It does look cool with its waterfalls and splashes of light and color bursting through the clouds, but this brings me to a bit of contention I have with the movie.
When I planned this review I was going to do a new version of “Things Fantasia Fans Are Sick of Hearing”, except there were only four major complaints I could think of that. On further introspection, I admit they are legitimate grievances worth addressing. I’m going to get them out of the way all at once in order to keep things rolling.
#1 – This Seems Familiar…
Certain sequences are noticeably derivative from the first movie. It’s as if they were afraid of trying too many new things that would alienate audiences so they borrowed from their predecessor in an effort to say “Hey, we can do this too!” Symphony #5 is clearly trying to be Tocatta and Fugue with its abstract geometric shapes swooping all over to kick things off. Though I love how much character the animators managed to give two pairs of triangles, Tocatta’s soaring subconscious flights of fancy leaves me more enthralled. Carnival of the Animals literally began as a sequel to Dance of the Hours until the ostriches became flamingoes. And Roy E. Disney openly stated he wanted the last sequence, The Firebird Suite to have the same death and rebirth theme as Night on Bald Mountain/Ave Maria, which they got, right down to a terrifying symbol of destruction emerging from a mountain to wreak chaos.
‘Sup, witches?
#2 – Too Short
Speaking of repeating the past, the original idea for Fantasia 2000 was to follow Walt’s vision in that three favorite segments would make a return amongst the newer ones – the Nutcracker Suite, which was eventually cut for time, Dance of the Hours, which I’ve already stated morphed into Carnival of the Animals, and finally, The Sorcerer’s Apprentice, the obvious choice to keep since that’s the most popular piece out of any of them. Cutting things for time doesn’t make that much sense, however, when you realize that Fantasia 2000’s runtime is only 75 minutes. A very short animated film by today’s standards that lasts barely half as long as its previous installment. I don’t see why they couldn’t keep at least one other sequence from the first Fantasia to make things last a little longer and keep in the original idea’s spirit.

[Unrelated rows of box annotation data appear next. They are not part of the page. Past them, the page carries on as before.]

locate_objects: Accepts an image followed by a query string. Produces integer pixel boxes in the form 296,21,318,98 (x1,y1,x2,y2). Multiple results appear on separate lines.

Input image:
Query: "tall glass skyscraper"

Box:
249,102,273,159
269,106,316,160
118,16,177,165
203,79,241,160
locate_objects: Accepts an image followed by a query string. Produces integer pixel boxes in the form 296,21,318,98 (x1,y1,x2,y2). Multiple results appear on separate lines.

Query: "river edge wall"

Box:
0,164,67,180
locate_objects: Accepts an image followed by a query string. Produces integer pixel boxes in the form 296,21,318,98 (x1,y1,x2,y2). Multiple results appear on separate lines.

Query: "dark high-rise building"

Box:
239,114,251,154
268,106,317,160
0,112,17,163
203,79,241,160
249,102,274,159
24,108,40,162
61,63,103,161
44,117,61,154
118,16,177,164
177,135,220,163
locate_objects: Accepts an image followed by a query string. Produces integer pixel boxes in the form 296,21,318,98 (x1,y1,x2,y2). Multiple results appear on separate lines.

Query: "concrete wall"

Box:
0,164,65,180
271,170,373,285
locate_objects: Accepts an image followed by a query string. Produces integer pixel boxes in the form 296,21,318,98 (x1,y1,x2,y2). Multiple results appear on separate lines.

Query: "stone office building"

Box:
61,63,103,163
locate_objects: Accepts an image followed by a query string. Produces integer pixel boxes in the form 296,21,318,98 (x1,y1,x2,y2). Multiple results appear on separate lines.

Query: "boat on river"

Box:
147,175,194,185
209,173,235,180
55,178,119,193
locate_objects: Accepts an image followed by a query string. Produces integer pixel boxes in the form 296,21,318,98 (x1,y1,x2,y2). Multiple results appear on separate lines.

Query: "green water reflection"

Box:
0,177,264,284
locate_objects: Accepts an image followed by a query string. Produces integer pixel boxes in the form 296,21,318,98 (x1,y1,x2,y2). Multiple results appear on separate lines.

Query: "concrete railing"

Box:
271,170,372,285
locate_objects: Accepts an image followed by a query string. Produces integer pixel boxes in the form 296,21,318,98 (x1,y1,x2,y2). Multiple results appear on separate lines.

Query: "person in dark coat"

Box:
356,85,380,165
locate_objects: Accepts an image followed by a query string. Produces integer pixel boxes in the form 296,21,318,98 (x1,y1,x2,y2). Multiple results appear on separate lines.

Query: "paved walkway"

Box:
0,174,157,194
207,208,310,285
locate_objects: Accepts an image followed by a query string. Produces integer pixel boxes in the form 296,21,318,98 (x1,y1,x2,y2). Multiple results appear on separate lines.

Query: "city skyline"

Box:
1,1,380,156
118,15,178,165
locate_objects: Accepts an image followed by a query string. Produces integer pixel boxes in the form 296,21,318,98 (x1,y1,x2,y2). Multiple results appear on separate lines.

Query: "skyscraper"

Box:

#3 – All Story, No Experimentation
Unlike the first Fantasia, all of the sequences have a linear narrative structure that’s easy to follow. Not a bad thing and kudos to you if you’re among that group who prefers Fantasia 2000 for because of that, but again, I admire how the original film didn’t stick to a coherent story the whole time; how it was unafraid to let the music, atmosphere, and visuals speak for itself without sticking to a three-act plot and designated protagonist for every piece.
#4 – The One You’ve Been Waiting For, The Host Segments
One of the things that turned Fantasia off for its detractors was Deems Taylor’s seemingly dry narration. But maybe Fantasia 2000 can fix that with some folks who are hip and with it, perhaps a wild and crazy guy or two…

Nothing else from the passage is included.